Sometimes silence is golden.
Sometimes silence is lonely.
Sometimes silence is just an opportunity to catch our breaths.
I've been silent on here for a while. This isn't an apology and I'm not going to offer any excuses.
For me, this blog is at times a diary, a confessional, a scrapbook, a release valve..... It's here for me in a way that I don't have the courage to ask any people in my life to be. It does not judge. It's not too busy. It doesn't care if I call it at 2 in the afternoon or 3 in the morning.
But sometimes I need a break from even the best of listeners, I guess. So I went away...sort of. In some ways I think I was just trying to find cover until the dust had settled.
Back at the beginning of January when I begrudgingly welcomed in the new year, I complained about this sort of cloud that seemed to cover everything from my physical and financial well-being to the sad state of my bedroom and love life. Little did I know that my world was going to be turned upside-down in the month and a half to come.
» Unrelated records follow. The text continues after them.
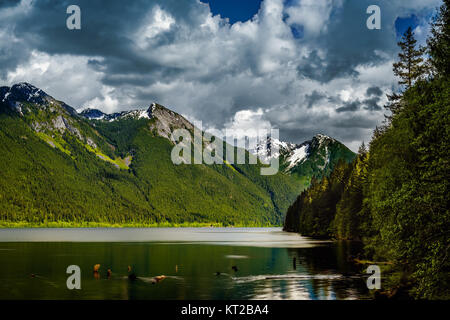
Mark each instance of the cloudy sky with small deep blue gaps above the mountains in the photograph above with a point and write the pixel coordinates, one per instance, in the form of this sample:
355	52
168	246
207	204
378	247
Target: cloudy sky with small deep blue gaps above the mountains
301	66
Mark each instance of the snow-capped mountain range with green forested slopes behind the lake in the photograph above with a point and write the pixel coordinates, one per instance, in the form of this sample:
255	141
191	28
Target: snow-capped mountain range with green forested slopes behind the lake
61	166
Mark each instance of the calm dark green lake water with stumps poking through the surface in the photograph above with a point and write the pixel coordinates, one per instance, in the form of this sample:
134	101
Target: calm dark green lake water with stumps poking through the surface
190	258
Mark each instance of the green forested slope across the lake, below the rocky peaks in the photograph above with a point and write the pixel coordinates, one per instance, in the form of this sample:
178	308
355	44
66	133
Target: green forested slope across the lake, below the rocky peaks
40	183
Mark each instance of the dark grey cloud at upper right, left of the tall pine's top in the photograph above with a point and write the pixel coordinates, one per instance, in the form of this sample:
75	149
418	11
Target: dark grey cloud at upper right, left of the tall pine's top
349	43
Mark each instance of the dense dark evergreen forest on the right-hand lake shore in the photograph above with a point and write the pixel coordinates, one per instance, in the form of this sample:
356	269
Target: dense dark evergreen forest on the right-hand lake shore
394	195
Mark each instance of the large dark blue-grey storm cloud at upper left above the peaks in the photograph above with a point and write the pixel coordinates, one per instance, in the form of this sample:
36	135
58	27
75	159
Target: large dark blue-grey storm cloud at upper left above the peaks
106	29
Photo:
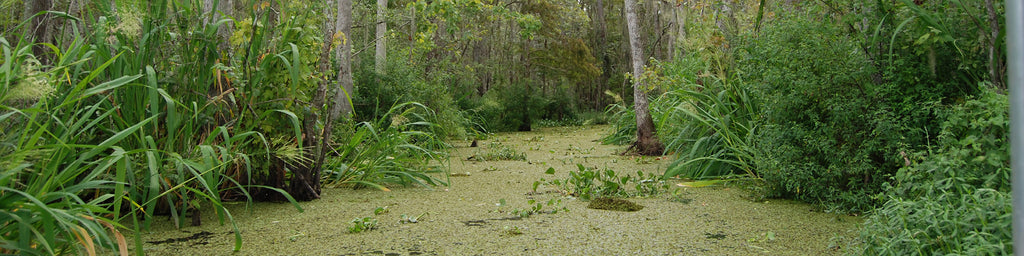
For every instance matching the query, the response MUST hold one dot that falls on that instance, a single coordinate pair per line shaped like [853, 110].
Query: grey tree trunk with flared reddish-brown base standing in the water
[648, 144]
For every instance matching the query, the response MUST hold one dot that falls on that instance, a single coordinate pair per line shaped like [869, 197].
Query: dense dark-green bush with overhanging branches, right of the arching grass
[839, 111]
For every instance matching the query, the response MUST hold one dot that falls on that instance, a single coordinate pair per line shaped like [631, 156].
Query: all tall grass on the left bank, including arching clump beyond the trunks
[145, 115]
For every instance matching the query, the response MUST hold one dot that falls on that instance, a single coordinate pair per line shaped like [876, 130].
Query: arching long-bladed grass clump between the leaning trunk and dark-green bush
[711, 130]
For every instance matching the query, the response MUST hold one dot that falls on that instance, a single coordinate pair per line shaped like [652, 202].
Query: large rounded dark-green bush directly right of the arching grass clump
[818, 142]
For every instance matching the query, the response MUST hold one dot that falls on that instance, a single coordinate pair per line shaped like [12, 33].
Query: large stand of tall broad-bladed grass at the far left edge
[124, 125]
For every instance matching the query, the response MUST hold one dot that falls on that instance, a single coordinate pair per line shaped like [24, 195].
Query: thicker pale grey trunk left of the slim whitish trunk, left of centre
[343, 107]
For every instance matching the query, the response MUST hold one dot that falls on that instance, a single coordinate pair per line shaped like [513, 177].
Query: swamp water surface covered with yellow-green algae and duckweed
[467, 219]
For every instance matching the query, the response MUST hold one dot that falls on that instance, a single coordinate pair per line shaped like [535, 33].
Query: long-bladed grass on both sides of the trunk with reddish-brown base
[708, 125]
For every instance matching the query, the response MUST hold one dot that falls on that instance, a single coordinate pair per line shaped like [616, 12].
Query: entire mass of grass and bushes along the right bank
[882, 108]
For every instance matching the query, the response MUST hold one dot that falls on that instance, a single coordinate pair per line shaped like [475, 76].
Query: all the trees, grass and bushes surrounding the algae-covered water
[114, 112]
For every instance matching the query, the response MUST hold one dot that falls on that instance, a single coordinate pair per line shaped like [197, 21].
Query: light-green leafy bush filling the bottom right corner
[957, 199]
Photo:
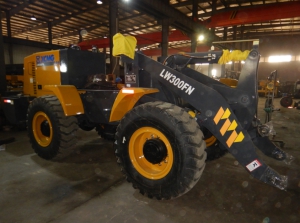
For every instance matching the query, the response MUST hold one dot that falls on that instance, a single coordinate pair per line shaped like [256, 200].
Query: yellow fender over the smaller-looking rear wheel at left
[69, 98]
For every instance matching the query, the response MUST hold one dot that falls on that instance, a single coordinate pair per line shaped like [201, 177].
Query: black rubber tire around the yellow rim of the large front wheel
[187, 145]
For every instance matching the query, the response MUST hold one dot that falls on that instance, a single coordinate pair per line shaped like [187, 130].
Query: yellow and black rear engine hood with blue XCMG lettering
[60, 67]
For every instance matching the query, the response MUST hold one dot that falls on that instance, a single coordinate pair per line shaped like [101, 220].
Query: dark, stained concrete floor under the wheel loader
[88, 186]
In that time, many people and possessions moved out of my life. Some I chose to discard. Others were things I would have preferred to hang on to.
Either way they are things that the universe knows I no longer need for the future ahead of me.
So I come here now having cleaned out the purse that is my life. There are new people in my life. There is a new list of adventures to keep me busy and interested in life. There is a new future ahead of me. I have no idea what it looks like, but perhaps it's time for me to stop being silent and to start making noise again.